Porque la calle Sierpes no ofrece solo esas dos fantasías macarenas que sendas tiendas de Juan Foronda tienen a la vista del público, donde entre la impresión, el vaho de encajes que enmarcan la mascarilla y los brillos del cristal se forma una nube que diríase que está siendo uno arrebatado hacia los cielos por unos setecientos angelotes trompeteros de Pedro Roldán. Además de tan lindos escaparates, hay otro que suma a toda esa neblina los manchurrones de aliento del público: el de la referida pastelería. No tenga usted la menor duda de que se trata de lo más fotografiado de toda Sierpes, con muchísima diferencia. La misma tarde en que pasó lo de la parejita francesa se vio a dos turistas de diferentes excursiones allí apostados, retratando los pasitos de la Sentencia y San Buenaventura, la Giralda de chocolate blanco, las bomboneras con capirote, los nazarenitos de caramelo... y los pestiños y las torrijas.

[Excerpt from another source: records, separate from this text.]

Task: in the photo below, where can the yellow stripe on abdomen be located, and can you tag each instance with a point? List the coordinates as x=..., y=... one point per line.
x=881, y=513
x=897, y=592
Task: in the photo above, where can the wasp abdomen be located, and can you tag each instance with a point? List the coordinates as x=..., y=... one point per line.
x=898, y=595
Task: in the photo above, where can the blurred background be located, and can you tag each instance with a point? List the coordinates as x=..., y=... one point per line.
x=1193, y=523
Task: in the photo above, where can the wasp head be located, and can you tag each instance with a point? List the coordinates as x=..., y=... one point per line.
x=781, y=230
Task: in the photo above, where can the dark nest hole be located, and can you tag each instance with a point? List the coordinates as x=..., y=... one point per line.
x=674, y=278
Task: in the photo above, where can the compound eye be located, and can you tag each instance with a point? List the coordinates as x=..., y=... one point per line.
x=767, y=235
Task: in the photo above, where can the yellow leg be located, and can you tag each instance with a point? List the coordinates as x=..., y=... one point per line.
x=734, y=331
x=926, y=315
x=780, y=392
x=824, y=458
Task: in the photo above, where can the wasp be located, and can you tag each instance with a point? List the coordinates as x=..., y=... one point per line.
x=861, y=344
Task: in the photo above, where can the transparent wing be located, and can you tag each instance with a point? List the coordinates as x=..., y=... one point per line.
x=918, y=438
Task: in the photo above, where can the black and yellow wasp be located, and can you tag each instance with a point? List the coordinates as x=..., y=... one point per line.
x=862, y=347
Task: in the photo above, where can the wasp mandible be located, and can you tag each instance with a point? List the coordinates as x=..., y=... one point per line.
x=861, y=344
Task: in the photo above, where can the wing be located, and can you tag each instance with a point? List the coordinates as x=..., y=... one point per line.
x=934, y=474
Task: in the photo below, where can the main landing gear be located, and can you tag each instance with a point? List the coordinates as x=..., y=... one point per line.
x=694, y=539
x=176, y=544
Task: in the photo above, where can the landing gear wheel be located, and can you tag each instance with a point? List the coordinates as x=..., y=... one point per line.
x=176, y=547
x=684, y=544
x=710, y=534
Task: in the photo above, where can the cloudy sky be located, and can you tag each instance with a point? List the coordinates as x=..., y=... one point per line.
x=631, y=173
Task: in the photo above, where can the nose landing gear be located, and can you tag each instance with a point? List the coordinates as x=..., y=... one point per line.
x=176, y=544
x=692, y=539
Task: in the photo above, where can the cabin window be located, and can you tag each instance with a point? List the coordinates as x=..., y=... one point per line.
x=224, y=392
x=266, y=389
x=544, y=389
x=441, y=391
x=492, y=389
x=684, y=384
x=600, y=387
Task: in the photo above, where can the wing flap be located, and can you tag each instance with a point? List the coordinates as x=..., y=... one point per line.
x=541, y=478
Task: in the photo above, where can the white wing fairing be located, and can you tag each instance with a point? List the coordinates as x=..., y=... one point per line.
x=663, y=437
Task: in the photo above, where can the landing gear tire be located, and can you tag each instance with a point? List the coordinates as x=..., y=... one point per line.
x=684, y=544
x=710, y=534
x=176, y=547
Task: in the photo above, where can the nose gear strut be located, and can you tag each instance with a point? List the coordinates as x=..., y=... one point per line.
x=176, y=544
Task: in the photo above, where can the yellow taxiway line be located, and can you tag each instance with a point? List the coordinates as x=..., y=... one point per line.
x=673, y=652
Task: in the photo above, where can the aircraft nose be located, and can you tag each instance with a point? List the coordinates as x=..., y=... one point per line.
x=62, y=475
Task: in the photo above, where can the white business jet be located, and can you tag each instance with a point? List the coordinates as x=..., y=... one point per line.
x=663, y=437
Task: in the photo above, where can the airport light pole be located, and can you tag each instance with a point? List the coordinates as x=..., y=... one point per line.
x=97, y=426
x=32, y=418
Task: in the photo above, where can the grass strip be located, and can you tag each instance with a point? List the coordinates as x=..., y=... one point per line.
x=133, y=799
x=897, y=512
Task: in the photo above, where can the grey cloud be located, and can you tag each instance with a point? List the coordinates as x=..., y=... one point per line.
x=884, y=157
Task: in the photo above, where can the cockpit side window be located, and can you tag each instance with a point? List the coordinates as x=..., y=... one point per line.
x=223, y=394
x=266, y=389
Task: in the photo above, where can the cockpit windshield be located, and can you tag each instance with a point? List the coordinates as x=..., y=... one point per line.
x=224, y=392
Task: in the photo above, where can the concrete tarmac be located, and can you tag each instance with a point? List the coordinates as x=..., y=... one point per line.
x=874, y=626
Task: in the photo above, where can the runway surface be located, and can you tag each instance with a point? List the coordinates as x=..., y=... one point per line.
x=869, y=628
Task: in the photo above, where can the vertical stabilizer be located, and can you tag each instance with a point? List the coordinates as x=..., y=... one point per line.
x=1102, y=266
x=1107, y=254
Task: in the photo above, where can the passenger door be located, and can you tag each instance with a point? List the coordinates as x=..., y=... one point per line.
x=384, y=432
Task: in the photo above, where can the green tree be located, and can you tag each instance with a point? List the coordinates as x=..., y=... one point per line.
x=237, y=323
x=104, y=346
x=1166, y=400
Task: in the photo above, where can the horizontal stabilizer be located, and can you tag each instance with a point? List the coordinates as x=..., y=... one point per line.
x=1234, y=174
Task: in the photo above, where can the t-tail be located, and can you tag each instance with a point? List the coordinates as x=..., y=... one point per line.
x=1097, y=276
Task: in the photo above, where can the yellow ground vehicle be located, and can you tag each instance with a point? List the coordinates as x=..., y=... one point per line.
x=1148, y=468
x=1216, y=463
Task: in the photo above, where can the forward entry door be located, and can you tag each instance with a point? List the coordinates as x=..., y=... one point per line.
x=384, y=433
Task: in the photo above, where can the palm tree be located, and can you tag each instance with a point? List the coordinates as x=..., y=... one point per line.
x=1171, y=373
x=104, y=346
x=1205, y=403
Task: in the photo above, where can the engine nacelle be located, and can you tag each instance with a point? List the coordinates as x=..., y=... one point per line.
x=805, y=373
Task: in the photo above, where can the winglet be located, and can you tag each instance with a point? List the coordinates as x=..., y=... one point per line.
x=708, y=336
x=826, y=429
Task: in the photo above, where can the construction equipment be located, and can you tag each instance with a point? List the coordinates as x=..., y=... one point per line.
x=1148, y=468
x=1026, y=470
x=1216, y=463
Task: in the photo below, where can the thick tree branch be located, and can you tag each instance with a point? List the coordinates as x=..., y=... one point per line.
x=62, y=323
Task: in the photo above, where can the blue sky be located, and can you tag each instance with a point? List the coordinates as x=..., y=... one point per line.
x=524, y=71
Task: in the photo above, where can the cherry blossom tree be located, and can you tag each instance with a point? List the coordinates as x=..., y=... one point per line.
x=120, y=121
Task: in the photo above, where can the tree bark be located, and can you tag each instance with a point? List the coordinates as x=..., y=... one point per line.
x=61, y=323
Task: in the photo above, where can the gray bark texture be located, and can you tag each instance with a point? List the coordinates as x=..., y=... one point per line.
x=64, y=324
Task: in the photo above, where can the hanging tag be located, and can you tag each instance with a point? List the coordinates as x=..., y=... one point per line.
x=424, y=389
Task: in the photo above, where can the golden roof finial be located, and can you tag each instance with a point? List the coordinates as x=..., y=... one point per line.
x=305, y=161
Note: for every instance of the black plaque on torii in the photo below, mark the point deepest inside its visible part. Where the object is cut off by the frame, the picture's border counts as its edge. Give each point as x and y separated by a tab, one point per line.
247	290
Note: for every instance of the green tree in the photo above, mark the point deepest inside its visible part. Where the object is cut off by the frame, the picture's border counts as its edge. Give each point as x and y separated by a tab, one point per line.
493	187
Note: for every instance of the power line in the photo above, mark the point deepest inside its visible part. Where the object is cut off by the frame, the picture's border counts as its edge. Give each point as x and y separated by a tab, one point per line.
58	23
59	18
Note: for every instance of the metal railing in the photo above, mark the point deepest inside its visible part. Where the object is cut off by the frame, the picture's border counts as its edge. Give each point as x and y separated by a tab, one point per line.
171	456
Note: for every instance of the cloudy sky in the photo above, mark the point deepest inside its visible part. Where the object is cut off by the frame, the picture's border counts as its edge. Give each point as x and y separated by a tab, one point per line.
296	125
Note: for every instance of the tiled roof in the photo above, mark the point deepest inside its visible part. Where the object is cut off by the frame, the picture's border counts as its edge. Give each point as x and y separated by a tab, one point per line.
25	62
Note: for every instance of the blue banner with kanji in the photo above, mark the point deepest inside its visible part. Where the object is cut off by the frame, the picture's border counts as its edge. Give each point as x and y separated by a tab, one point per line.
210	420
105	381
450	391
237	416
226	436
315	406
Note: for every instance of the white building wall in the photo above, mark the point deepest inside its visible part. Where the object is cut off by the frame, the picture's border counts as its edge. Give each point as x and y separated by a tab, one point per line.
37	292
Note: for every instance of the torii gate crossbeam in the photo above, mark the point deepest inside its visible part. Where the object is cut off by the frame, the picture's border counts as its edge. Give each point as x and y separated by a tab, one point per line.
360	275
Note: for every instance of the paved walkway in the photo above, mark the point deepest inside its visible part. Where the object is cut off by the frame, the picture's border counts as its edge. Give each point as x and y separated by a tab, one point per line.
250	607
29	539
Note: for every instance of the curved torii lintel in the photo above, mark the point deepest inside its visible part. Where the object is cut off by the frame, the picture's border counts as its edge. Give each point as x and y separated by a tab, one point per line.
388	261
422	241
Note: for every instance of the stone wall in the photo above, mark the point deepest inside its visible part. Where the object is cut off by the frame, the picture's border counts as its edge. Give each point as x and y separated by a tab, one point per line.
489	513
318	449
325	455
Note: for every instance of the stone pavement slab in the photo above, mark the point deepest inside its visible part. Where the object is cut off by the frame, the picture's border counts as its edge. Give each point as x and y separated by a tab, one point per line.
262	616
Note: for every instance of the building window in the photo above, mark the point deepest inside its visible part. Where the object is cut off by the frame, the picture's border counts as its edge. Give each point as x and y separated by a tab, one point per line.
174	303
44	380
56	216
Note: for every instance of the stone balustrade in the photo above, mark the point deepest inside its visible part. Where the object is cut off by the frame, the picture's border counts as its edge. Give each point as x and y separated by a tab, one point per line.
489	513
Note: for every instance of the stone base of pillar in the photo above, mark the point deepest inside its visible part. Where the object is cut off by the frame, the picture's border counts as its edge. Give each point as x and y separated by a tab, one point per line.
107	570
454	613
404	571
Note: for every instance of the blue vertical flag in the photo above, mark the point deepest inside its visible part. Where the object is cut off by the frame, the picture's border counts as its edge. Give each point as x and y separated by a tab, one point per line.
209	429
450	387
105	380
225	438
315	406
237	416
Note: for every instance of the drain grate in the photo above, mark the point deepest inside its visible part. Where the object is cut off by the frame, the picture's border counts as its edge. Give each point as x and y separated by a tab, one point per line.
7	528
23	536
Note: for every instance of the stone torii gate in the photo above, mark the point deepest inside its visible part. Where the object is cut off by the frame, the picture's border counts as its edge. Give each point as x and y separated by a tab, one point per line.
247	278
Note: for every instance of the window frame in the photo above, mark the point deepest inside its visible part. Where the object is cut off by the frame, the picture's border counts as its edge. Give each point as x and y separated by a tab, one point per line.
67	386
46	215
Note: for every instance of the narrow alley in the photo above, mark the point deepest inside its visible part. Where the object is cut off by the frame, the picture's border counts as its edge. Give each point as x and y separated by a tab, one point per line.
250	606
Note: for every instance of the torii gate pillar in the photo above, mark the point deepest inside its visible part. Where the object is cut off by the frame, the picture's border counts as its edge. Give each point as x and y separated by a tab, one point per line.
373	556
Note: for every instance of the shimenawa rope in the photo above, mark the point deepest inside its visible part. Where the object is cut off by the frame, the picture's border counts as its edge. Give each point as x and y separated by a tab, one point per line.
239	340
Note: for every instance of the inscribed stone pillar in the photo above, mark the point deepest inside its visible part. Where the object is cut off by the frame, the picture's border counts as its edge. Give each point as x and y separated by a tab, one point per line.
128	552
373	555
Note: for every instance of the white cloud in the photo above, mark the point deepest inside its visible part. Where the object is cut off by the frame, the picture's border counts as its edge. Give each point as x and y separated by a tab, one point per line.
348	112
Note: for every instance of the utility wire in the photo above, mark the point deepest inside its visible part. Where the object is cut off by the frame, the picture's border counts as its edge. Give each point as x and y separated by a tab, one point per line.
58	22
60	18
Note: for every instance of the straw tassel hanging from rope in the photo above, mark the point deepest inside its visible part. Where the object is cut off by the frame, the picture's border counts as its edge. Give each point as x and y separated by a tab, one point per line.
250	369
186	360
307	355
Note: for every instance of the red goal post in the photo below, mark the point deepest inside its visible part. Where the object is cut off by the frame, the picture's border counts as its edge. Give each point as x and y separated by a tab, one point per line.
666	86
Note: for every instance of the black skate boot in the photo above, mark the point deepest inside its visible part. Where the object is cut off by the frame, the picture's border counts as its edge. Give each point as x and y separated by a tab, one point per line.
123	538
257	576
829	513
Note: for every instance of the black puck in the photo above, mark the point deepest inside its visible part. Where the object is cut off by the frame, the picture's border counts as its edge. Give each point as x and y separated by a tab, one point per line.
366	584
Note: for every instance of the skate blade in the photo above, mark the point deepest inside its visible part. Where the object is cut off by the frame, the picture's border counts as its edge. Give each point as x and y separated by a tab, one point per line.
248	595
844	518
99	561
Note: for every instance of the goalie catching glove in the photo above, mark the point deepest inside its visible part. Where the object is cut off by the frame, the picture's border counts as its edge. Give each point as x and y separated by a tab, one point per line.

Qué curioso: una torrija de La Campana cuesta lo mismo que una bolsita de incienso de palio del puestecillo de la calle Córdoba: dos cincuenta. Debe de ser algo así como la bajada de bandera del viaje a los disfrutes cuaresmales. En esa calle siempre crepuscular que va desde El Salvador hasta la esquinita casi de la Plaza del Pan se echa de menos la franqueza de Fiances, el llorado perfumero de la Semana Santa, explicando las aleaciones de aromas de sus inciensos, y de qué plazoleta cogía el azahar dependiendo de para qué Virgen fuese la mezcla. Pues allí sigue el puesto con sus sacos de mirra, incienso de Orán, de tronco, de Montesión, de vainilla, del Cristo de Burgos, de Arabia... Si pasa usted por allí un sábado por la tarde y le da bien el humo, le vale como una misa.

Hasta que algo más arriba, doblando por la plaza hacia La Alfalfa, en esa callejuela llamada Alcaicería, los recuerdos lo toman a uno por las solapas y lo zarandean hasta reconocer que sí, que allí mismo, debajo de aquellas piñas de capirotes de cartón de la antigua casa Rodríguez, fue donde le tomaron medida por primera vez (¿hace treinta, cuarenta, cincuenta años?) de las dimensiones cofradieras de su cabeza, que no es poca ceremonia en esta ciudad. Ahora los hacen de rejilla, instantáneos y quién sabe si descafeinados, pero la emoción es la misma. O tal vez todo este paseo forme parte de la ensoñación primera, la de cuando estaba uno ante ese rostro de la Macarena de la tienda de Foronda, y todavía siga uno allí, fantaseando consigo mismo, como en una especie de Matrix cofradiero, en vez de paseando por la Sevilla de los escaparates semanasanteros para recomendar luego ese paseo a los lectores. Cualquiera que sea su parentesco, la belleza, en su desarrollo supremo, induce a las lágrimas, inevitablemente, a las almas sensibles, decía Poe, otra vez. Estaba faltito de torrijas, Poe. No deje que a usted le pase lo mismo.